Re: Let's discuss about unicode compositions for filenames!

2012-02-11 Thread Hiroaki Nakamura
2012/2/9 Markus Schaber m.scha...@3s-software.com:
 Hi,

 Von: Stefan Sperling [mailto:s...@elego.de]

 On Thu, Feb 09, 2012 at 12:20:14AM +0900, Hiroaki Nakamura wrote:
  [Upgrade options / backwards compatibility for proposed unicode 
  normalization fix]

 - Need to re-checkout existing working copies of the repository?
   = Yes, but only if config is changed from the default.

 Maybe this could even be avoided if newer clients (or an utility script) can 
 upgrade the working copy to the normalized format.

Yes, if the working copy does not have filename collisions. However,
for compatibility,
we cannot let newer clients upgrade working copies automatically
because existing
working copies may have filename collisions.


 Best regards

 Markus Schaber
 --
 ___
 We software Automation.

 3S-Smart Software Solutions GmbH
 Markus Schaber | Developer
 Memminger Str. 151 | 87439 Kempten | Germany | Tel. +49-831-54031-0 | Fax 
 +49-831-54031-50

 Email: m.scha...@3s-software.com | Web: http://www.3s-software.com
 CoDeSys internet forum: http://forum.3s-software.com
 Download CoDeSys sample projects: 
 http://www.3s-software.com/index.shtml?sample_projects

 Managing Directors: Dipl.Inf. Dieter Hess, Dipl.Inf. Manfred Werner | Trade 
 register: Kempten HRB 6186 | Tax ID No.: DE 167014915



-- 
中村 弘輝 )Hiroaki Nakamura) hnaka...@gmail.com


Re: Let's discuss about unicode compositions for filenames!

2012-02-11 Thread Hiroaki Nakamura
Hi,

2012/2/9 Thomas Åkesson tho...@akesson.cc:
 Hi,
 I have been interested in this issue for a couple of years and I remember it 
 was discussed briefly at Subconf in Germany a couple of years ago.

 Branching the thread here because I'd like to propose a different approach 
 than Hiroaki.
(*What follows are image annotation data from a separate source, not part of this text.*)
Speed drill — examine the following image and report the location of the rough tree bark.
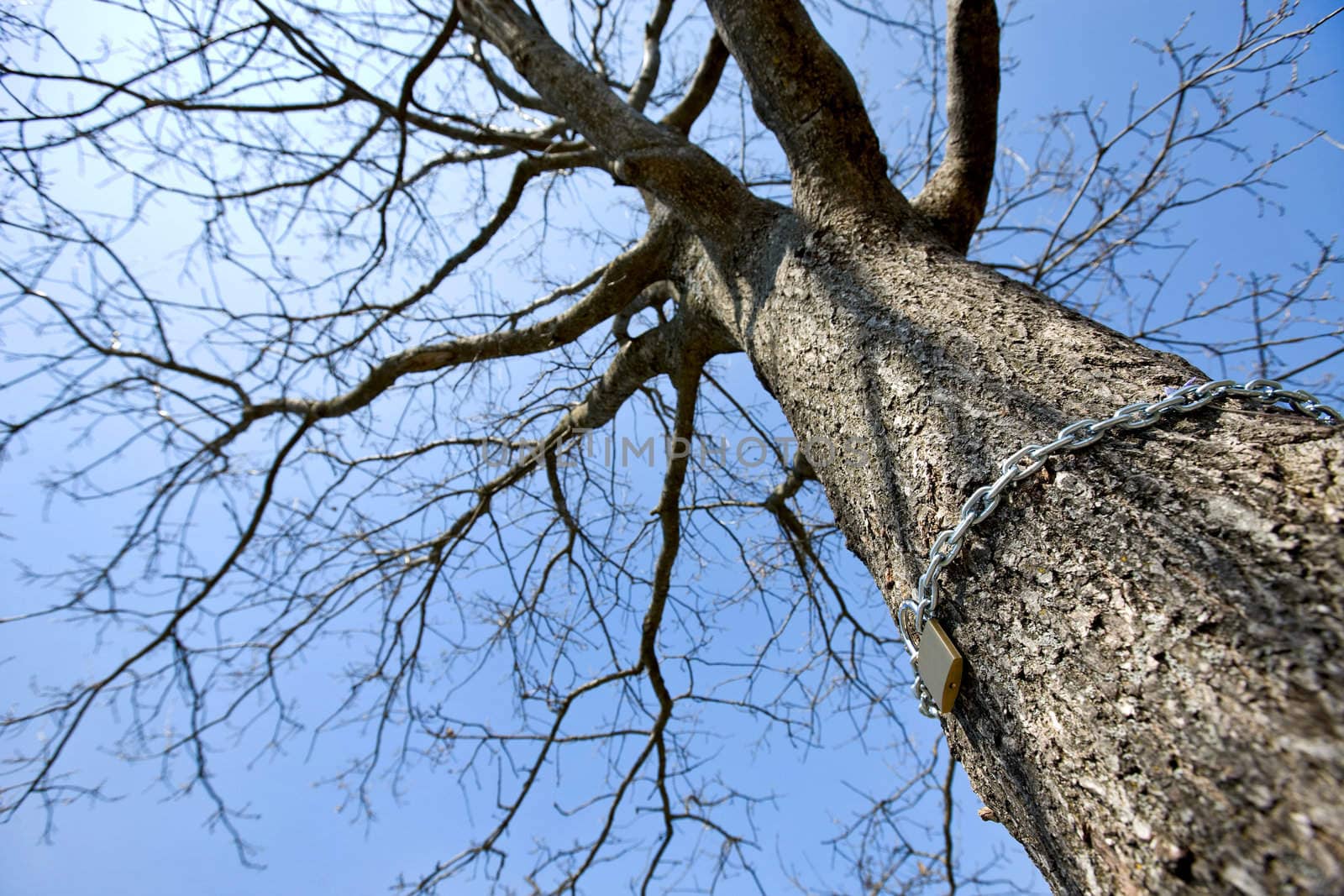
[461,0,1344,893]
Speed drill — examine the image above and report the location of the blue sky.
[0,0,1344,894]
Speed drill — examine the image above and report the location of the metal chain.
[896,379,1344,717]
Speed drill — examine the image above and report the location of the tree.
[0,0,1344,892]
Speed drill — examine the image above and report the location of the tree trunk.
[695,210,1344,893]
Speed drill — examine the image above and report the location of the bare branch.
[914,0,999,253]
[459,0,759,244]
[707,0,906,215]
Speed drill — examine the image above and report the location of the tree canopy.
[0,0,1344,892]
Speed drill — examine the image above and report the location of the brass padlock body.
[919,619,963,713]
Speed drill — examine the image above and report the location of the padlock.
[919,619,961,713]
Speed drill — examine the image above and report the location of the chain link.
[896,379,1344,717]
This proposition is not very different from the note 
 unicode-composition-for-filenames or what Peter S, Neels and others 
 suggested, perhaps just combining 2 changes slightly differently.

 This is based on my limited understanding of WC-NG, please correct me if I 
 make incorrect assumptions.

 - Server will still accept both NFC and NFD, however, it will no longer 
 accept collisions. Enforced by normalising to NFD before uniqueness checks 
 during add operations (yes, might be more expensive). There will be no 
 unified normalisation, but the subversion server will work like most 
 filesystems; return what was given to it.

For compatibility, we cannot ignore existing repositories and working
copies which have filename
collisions. So we cannot enforce subversion servers and clients to
normalize filenames.
We must let users to choose whether filenames are normalized or not
per repository.

-- 
)Hiroaki Nakamura) hnaka...@gmail.com


Re: Let's discuss about unicode compositions for filenames!

2012-02-11 Thread Branko Čibej
On 11.02.2012 13:05, Hiroaki Nakamura wrote:
 2012/2/9 Markus Schaber m.scha...@3s-software.com:
 Hi,

 Von: Stefan Sperling [mailto:s...@elego.de]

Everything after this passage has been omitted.